Australian Open players' anger at class divide as organisers finally issue air policy

MATT MAJENDIE
AFP via Getty Images

The Australian Open finally reacted to a near player revolt today by introducing an official air quality policy when the first Grand Slam of the year gets under way on Monday.

Officials have done little to offer an olive branch towards players following their controversial approach to qualifying, where competitors collapsed, suffered chest pains or required treatment with inhalers in the smoky conditions.

And their decision to publish such a policy with just 20 of the remaining qualifying matches still to play will have done little to soften the disquiet among the lower-ranked players, some of whom accused organisers of double standards in their treatment of those in the lower echelons of men’s tennis compared to the big three of Roger Federer, Rafa Nadal and Novak ­Djokovic.

The row, before a ball has even been struck in anger in the main draw, has merely widened the fault lines in the men’s game and heightened the clamour for a players’ union going forward. But tournament boss Craig Tiley remains unapologetic about the physical reactions some players had to the worst of the conditions on Tuesday. His response, issued more than 48 hours later, said simply that “the tournament will happen”.

The policy will allow match referees to take players off court if air quality goes over a certain level, but with conditions improving, thanks in part to much-needed rain, the tournament looks set to take place as planned.

As for the favourites, Djokovic and Serena Williams look best set for the respective titles.
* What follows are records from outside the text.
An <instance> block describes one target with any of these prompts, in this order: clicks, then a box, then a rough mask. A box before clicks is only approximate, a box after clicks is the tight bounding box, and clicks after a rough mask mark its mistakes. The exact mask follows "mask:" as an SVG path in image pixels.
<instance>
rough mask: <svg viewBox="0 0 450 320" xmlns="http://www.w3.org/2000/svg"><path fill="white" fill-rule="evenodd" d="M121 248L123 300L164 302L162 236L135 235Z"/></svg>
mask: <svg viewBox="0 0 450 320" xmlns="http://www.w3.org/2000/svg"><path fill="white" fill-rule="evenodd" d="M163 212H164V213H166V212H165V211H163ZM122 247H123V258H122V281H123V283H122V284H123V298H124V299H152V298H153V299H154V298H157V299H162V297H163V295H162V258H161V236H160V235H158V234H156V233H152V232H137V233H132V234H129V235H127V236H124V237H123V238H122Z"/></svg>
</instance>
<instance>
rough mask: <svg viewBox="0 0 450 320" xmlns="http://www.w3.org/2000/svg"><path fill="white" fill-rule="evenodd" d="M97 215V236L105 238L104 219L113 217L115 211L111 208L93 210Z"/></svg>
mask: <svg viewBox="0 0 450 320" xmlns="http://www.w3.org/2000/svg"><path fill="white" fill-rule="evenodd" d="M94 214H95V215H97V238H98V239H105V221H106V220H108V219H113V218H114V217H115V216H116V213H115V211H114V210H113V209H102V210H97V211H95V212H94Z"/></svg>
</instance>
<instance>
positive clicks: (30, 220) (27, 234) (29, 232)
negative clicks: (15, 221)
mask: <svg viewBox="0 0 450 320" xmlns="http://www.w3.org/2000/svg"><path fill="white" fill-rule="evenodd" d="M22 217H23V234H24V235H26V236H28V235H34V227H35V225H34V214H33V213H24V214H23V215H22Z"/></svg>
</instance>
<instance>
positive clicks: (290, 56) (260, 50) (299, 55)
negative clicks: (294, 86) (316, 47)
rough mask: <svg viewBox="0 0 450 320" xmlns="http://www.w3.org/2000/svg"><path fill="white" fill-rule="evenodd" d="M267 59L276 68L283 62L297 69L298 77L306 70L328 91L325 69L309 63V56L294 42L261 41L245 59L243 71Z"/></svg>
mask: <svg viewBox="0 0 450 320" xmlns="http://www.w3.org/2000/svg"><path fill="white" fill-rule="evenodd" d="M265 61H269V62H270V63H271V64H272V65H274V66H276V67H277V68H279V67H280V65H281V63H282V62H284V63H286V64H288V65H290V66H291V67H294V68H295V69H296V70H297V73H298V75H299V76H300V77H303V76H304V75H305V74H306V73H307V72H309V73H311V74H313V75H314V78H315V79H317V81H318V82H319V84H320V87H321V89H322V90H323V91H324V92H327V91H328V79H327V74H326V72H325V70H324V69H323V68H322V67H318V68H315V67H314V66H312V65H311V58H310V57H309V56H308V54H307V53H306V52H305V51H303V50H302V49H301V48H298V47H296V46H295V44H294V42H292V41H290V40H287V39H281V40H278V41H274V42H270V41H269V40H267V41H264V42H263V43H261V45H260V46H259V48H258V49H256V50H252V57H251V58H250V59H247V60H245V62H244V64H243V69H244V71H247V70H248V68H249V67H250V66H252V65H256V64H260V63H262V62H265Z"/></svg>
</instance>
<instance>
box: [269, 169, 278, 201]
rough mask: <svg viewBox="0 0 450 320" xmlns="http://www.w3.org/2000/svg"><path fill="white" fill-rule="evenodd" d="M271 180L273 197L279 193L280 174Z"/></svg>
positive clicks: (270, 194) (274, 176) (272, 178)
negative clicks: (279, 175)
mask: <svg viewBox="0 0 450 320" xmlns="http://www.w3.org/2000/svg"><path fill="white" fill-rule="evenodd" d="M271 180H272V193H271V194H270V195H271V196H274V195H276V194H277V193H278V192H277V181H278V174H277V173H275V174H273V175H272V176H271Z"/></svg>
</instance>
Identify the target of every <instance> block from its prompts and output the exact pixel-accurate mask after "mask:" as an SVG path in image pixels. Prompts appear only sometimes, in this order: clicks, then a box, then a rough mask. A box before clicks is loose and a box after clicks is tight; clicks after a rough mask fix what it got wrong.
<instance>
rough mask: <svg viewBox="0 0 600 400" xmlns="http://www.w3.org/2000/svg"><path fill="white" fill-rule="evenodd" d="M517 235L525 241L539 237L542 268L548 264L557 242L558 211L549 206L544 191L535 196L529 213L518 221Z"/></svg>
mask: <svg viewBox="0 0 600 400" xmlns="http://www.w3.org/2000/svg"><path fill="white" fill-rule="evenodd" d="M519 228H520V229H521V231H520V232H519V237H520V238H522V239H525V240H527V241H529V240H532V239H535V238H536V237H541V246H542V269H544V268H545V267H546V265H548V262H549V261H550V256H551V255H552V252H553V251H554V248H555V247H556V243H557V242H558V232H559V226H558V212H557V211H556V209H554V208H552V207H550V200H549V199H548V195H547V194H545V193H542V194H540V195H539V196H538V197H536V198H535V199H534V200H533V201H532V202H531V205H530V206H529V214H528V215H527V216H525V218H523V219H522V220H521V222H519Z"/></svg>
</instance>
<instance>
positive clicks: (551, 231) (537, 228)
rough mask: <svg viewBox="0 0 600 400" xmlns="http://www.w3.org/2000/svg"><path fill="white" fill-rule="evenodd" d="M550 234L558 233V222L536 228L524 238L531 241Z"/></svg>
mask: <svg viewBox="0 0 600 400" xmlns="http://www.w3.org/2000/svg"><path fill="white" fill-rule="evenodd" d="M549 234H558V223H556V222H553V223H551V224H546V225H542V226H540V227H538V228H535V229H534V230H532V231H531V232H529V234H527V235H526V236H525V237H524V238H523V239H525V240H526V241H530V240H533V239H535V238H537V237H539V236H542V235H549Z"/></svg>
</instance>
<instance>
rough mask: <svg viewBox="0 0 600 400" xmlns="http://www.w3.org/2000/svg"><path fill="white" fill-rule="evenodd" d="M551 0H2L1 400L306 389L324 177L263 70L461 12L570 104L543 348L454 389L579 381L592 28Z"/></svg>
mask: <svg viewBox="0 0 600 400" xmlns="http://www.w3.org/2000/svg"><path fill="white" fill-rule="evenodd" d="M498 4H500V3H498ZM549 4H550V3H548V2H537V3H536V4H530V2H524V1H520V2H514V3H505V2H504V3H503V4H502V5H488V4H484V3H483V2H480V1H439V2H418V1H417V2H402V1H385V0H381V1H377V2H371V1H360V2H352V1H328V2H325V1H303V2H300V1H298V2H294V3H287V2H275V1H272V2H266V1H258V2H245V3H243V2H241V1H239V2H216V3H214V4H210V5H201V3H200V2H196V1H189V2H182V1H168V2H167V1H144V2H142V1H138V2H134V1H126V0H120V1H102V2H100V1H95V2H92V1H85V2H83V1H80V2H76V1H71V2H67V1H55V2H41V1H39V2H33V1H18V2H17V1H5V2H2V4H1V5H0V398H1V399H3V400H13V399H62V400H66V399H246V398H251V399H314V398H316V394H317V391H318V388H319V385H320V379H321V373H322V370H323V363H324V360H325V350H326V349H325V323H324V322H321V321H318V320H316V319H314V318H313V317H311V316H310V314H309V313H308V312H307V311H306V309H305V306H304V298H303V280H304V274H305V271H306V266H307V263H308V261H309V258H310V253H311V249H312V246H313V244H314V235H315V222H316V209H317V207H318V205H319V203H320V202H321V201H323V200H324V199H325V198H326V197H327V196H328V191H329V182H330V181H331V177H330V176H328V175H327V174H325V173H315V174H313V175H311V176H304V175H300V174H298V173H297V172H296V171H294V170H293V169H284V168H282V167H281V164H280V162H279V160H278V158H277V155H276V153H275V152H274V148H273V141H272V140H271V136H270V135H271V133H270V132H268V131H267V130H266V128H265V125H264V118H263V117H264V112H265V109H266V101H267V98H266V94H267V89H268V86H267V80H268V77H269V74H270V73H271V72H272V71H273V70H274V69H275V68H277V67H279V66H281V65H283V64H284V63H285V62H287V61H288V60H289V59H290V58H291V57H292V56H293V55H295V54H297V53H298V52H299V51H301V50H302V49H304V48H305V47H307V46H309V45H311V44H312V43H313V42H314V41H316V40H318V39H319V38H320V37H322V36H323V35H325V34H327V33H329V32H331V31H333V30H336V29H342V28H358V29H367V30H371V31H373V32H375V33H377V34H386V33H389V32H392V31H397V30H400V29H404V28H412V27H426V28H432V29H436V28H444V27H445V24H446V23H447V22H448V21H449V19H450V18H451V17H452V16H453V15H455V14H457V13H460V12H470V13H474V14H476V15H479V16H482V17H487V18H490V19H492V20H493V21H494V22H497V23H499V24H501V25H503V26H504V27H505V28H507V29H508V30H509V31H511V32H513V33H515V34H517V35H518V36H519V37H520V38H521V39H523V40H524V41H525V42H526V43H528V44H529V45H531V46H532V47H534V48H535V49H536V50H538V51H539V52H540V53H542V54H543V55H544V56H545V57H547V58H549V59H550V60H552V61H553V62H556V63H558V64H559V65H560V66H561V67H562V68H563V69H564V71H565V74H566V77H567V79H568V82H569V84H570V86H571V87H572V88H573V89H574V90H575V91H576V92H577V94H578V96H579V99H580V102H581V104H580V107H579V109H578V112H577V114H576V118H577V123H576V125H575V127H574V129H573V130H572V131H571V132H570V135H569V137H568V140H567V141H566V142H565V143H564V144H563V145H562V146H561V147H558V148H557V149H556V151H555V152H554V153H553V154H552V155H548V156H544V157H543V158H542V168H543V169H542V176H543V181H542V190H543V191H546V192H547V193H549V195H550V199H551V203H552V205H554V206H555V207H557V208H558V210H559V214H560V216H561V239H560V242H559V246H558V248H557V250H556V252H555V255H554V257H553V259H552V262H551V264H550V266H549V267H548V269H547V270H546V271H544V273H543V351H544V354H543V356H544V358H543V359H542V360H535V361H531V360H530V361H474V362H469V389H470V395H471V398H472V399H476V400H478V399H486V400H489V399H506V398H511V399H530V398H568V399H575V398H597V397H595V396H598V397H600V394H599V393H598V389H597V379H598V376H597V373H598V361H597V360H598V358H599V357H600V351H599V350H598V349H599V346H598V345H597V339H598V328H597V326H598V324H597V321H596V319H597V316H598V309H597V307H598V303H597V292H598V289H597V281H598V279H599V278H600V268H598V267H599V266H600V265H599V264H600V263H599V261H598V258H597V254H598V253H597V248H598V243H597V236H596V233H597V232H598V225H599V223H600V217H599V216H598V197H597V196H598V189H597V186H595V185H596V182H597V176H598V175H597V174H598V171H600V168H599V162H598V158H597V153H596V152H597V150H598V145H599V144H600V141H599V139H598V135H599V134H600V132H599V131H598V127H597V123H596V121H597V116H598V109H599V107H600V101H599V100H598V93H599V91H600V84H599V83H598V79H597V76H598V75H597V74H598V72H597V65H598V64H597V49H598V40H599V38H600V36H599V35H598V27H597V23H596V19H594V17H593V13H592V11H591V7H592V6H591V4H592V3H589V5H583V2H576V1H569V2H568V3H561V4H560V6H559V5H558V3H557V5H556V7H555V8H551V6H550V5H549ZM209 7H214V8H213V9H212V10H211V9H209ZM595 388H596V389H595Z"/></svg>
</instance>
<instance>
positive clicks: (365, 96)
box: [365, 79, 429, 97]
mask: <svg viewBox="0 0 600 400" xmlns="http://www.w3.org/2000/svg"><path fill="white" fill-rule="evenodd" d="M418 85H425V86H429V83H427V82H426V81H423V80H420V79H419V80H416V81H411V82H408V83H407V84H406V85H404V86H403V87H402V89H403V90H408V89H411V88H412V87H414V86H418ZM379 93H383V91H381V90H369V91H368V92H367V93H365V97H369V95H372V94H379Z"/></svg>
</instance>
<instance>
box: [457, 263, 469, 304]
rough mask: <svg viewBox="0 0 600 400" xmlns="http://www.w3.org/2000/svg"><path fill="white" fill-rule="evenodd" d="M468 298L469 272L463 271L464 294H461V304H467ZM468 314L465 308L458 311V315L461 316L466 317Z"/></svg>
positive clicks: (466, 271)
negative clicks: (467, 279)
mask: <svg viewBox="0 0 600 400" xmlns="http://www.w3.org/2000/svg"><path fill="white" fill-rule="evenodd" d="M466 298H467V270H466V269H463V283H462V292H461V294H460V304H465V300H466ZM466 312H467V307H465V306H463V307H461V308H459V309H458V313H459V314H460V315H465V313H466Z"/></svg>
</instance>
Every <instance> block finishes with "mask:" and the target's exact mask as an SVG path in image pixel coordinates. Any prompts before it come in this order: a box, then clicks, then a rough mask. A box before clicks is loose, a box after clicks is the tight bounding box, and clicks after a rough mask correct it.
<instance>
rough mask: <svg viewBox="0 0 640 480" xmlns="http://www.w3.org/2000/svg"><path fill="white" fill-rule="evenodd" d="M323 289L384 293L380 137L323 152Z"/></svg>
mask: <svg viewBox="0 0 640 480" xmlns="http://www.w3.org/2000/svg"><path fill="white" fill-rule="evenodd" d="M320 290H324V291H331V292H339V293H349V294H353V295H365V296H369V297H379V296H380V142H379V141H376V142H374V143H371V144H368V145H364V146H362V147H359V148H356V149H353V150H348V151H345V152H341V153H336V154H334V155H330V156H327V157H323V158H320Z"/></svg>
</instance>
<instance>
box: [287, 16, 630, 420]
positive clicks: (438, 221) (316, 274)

This week, Djokovic admitted his demolition of Nadal for the loss of just eight games a year ago was the best Grand Slam final performance of his career. He has won the Australian Open seven times and his form in leading Serbia to ATP Cup glory mark him out as overwhelming favourite.

How fit and firing Nadal and Federer are remains to be seen, while the perpetual question of who can finally eclipse the big three remains. As Djokovic put it: “It’s inevitable it’s going to happen — and when it happens it’s going to be great for the sport — but we are hoping that this is not going to be the year.”

Williams, meanwhile, looks in ­arguably her best ever position to equal Margaret Court’s record of 24 Grand Slam singles titles although, now 38, she has not won one since the 2017 Australian Open, despite reaching four finals since the birth of her daughter.

But the American looks in ominous shape, having trained with former world heavyweight champion Mike Tyson and won a first tournament of any kind since becoming a mother in Auckland last week.

From a British perspective, Dan Evans, seeded for the first time at a Grand Slam, looks the best set, but ominously lying in wait potentially in the third round is Djokovic.

For the tournament itself, organisers are simply desperate for the main draw to get under way and for the controversy to dissipate — much like the smoke above Melbourne.